Schwarze Zahlen Schaeffler peilt zehn Milliarden Euro Umsatz an

Der Autoboom beschert dem Zulieferer Schaeffler Rekorde bei Umsatz und Rendite. Auch nach dem Verkauf von 15 Prozent der Conti-Aktien hält sich das fränkische Familienunternehmen bei Continental weiter alle Optionen offen. 
Der Autozulieferer Schaeffler hätte sich an der Übernahme der dreimal so großen Continental beinahe verhoben

Der Autozulieferer Schaeffler hätte sich an der Übernahme der dreimal so großen Continental beinahe verhoben

Foto: dapd

Frankfurt Main - Der Autozulieferer Schaeffler hat dank sprudelnder Gewinne vorerst keinen Kummer mehr mit seinem milliardenschweren Schuldenberg. Das boomende Geschäft mit der Autobranche und der Industrie machte den fränkischen Konzern 2010 so profitabel wie noch nie und beförderte ihn trotz Belastungen durch die Beteiligung am Autozulieferer Continental zurück in die schwarzen Zahlen.

Schaeffler solle auch im laufenden Jahr stärker wachsen als der Markt und einen Rekordumsatz von mehr als zehn Milliarden Euro erwirtschaften, sagte Vorstandschef Jürgen Geißinger am Dienstag in Frankfurt. Das früher verschwiegene Familienunternehmen aus Herzogenaurach legte erstmals einen umfassenden Geschäftsbericht vor.

Die Zinsbelastung für die Kredite und Anleihen sei dank des guten operativen Geschäfts leicht zu schultern, sagte Finanzchef Klaus Rosenfeld. Der Wälzlager- und Kupplungsspezialist aus Herzogenaurach hat seine Verbindlichkeiten zuletzt durch einen Verkauf eines Conti-Aktienpakets auf 11,6 Milliarden Euro verringert.

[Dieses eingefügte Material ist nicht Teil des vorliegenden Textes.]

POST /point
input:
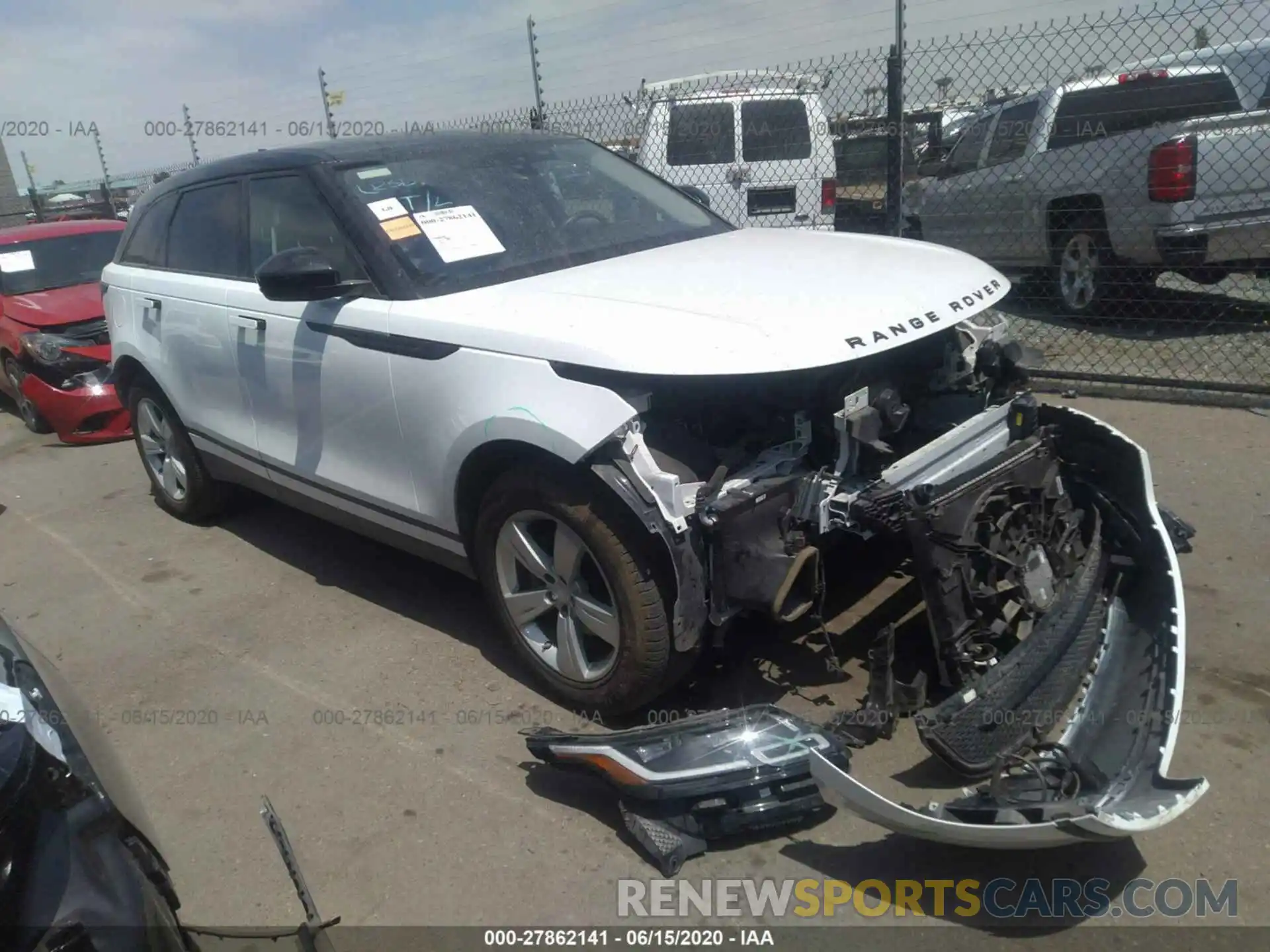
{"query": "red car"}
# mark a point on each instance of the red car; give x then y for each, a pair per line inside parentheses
(55, 346)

Die Franken halten nun gut 60 Prozent an dem Reifen- und Automobiltechnikspezialisten.

Komplettübernahme weiterhin nicht ausgeschlossen

Trotz des Verkaufs von gut 15 Prozent der Continental-Aktien schließt der Herzogenauracher Familienkonzern Schaeffler eine Fusion mit dem Hannoveraner Autozulieferer Continental weiterhin nicht aus. "Wir haben nach wie vor 60 Prozent. Das hält uns nach wie vor alle Optionen offen", sagte Geißinger .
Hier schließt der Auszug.